🤖 AI Summary
Existing 3D Gaussian-based RGB-D SLAM methods suffer from excessive Gaussian primitives and deep optimization iterations, resulting in poor real-time performance (<20 fps)—significantly lagging behind geometric approaches like KinectFusion. To address this, we propose a Gaussian-SDF hybrid representation: a lightweight colored signed distance function (SDF) models the global geometry, while sparse 3D Gaussians are adaptively deployed only in geometrically complex regions to refine appearance. This design drastically reduces the number of Gaussian parameters and associated optimization overhead, achieving a favorable trade-off between geometric consistency and texture fidelity. Evaluated on real-world scenes, our method achieves >150 fps reconstruction speed—over 10× faster than state-of-the-art Gaussian SLAM—while maintaining comparable geometric accuracy and visual quality. To the best of our knowledge, this is the first Gaussian-based framework to achieve practical real-time 3D reconstruction.
📝 Abstract
While recent Gaussian-based SLAM methods achieve photorealistic reconstruction from RGB-D data, their computational performance remains a critical bottleneck. State-of-the-art techniques operate at less than 20 fps, significantly lagging behind geometry-centric approaches like KinectFusion (hundreds of fps). This limitation stems from the heavy computational burden: modeling scenes requires numerous Gaussians and complex iterative optimization to fit RGB-D data, where insufficient Gaussian counts or optimization iterations cause severe quality degradation. To address this, we propose a Gaussian-SDF hybrid representation, combining a colorized Signed Distance Field (SDF) for smooth geometry and appearance with 3D Gaussians to capture underrepresented details. The SDF is efficiently constructed via RGB-D fusion (as in geometry-centric methods), while Gaussians undergo iterative optimization. Our representation enables drastic Gaussian reduction (50% fewer) by avoiding full-scene Gaussian modeling, and efficient Gaussian optimization (75% fewer iterations) through targeted appearance refinement.
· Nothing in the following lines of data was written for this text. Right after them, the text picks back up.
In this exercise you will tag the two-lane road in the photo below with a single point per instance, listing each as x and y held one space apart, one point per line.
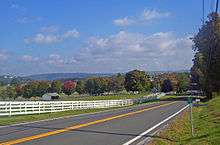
114 127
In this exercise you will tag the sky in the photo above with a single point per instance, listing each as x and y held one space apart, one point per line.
105 36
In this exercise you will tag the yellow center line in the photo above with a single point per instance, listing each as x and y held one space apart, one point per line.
29 138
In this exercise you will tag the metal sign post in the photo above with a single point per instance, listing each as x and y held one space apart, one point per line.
190 114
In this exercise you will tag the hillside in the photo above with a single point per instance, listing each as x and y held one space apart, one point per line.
60 76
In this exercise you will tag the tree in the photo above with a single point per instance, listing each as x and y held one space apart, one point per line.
27 91
56 86
10 92
116 83
183 82
81 87
97 85
19 90
42 88
166 86
69 87
207 58
137 81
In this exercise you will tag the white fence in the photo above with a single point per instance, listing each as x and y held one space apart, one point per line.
8 108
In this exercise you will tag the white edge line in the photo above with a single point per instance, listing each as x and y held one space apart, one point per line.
155 126
78 115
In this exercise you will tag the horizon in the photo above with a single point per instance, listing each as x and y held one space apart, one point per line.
96 37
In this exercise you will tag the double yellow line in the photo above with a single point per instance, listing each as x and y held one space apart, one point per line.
38 136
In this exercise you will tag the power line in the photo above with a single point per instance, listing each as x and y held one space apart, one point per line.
203 12
216 7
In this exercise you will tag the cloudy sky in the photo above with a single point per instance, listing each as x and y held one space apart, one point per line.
45 36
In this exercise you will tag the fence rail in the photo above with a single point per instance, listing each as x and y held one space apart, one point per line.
8 108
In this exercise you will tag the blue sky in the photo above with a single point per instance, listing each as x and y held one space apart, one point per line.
46 36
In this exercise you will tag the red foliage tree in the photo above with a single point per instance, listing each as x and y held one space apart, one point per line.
69 87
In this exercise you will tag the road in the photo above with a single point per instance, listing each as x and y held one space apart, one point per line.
106 128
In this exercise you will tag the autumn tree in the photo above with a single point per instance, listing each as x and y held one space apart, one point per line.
137 80
56 86
81 87
207 55
97 85
166 86
69 87
116 83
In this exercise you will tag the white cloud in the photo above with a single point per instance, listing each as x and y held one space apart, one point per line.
123 21
3 56
124 51
146 16
29 58
70 33
44 38
49 29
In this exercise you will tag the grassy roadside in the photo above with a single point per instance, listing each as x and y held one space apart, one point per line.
37 117
206 123
107 97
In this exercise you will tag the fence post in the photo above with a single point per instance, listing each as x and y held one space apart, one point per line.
25 108
39 107
9 108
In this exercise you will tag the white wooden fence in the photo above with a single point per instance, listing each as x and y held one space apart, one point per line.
8 108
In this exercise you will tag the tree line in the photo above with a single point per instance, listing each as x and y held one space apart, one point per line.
206 68
133 81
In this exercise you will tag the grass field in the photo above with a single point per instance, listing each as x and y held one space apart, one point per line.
206 123
108 97
36 117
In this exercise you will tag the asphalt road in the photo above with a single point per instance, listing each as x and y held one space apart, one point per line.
106 128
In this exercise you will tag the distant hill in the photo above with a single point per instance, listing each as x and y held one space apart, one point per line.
63 76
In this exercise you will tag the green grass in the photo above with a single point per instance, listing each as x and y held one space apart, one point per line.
206 123
108 97
36 117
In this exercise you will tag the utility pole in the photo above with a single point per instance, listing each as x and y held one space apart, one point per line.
203 12
209 89
216 7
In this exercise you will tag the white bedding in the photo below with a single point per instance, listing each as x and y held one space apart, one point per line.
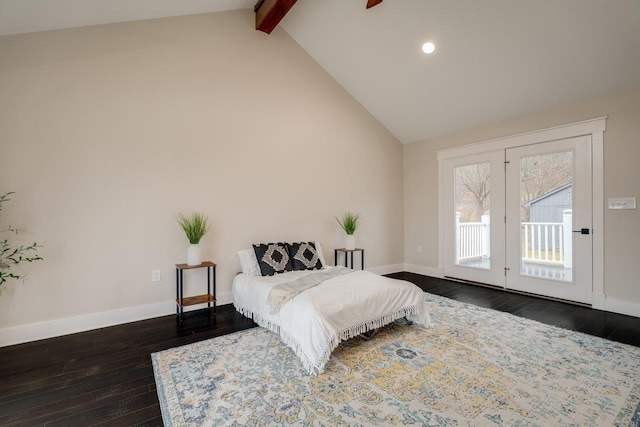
315 321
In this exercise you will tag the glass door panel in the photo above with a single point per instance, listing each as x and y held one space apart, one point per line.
473 248
548 204
472 211
546 184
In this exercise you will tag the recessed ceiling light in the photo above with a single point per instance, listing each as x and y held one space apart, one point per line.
428 47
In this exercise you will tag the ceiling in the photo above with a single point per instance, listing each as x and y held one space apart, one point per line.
494 59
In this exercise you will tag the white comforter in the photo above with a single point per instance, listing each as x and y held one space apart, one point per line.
315 321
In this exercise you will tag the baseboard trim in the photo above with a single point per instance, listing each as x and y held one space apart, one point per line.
71 325
622 307
424 270
387 269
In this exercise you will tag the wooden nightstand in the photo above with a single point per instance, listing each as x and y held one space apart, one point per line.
208 298
348 252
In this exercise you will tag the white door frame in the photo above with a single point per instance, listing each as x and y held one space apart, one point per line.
595 129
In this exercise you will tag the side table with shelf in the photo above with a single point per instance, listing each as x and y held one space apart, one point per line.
348 252
208 298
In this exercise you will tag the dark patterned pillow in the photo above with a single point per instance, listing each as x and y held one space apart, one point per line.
304 256
273 258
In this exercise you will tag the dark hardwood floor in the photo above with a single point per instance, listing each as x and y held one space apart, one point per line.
105 377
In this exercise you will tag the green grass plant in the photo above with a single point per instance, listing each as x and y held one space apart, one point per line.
194 226
349 222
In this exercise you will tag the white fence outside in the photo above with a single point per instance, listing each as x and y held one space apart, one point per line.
542 242
472 239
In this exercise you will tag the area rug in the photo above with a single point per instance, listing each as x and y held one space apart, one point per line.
476 367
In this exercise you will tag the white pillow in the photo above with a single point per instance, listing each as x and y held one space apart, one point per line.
319 250
249 262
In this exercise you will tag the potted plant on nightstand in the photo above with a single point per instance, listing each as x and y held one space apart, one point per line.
349 223
194 226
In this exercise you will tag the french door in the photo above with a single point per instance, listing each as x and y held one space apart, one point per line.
548 228
520 218
473 223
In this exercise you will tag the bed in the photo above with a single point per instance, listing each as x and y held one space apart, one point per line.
316 309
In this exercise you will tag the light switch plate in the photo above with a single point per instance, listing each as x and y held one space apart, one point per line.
622 203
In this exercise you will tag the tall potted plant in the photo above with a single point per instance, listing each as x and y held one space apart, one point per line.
194 226
349 223
12 255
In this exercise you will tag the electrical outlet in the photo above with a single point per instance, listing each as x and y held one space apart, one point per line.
622 203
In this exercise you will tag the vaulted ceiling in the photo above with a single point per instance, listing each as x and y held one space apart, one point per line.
494 59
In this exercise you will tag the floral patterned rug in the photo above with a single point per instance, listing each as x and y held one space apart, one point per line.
476 367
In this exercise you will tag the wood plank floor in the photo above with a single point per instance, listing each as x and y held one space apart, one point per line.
105 377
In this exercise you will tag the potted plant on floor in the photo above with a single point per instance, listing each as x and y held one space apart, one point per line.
349 223
194 226
12 255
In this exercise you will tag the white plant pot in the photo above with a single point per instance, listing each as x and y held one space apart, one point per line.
194 255
350 242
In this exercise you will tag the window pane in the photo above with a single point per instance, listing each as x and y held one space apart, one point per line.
472 203
546 216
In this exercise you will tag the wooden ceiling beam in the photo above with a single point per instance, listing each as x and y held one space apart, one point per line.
269 13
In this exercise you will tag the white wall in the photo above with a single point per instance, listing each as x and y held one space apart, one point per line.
107 132
621 179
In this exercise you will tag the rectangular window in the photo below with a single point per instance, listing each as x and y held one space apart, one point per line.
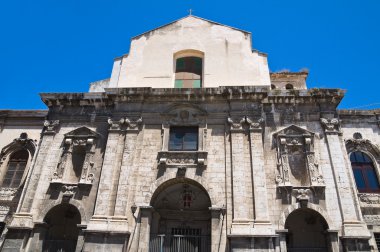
377 239
183 139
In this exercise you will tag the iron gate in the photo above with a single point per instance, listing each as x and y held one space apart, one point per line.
180 243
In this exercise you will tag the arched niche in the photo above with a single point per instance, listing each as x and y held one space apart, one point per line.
188 68
181 218
62 228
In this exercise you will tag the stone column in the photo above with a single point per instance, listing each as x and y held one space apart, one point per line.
262 225
23 218
126 170
144 231
352 226
242 222
111 164
282 239
333 239
42 159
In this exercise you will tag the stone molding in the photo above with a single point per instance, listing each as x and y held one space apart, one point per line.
294 138
7 193
331 126
372 219
363 145
238 125
184 115
124 123
371 200
85 138
51 126
182 158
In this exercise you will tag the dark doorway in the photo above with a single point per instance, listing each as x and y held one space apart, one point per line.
306 231
182 220
62 232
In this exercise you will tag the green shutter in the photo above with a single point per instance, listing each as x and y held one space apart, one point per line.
196 83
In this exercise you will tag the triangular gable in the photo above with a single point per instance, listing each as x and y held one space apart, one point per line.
293 130
189 16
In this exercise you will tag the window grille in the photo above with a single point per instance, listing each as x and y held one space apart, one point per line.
364 172
15 169
183 139
188 73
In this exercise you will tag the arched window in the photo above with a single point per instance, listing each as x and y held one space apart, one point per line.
289 86
364 172
188 72
15 170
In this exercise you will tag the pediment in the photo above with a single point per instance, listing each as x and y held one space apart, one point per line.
294 130
190 21
184 114
82 132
Building upon this representation, we develop GPS-SLAM (Gaussian-Plus-SDF SLAM), a real-time 3D reconstruction system achieving over 150 fps on real-world Azure Kinect sequences -- delivering an order-of-magnitude speedup over state-of-the-art techniques while maintaining comparable reconstruction quality. We will release the source code and data to facilitate future research.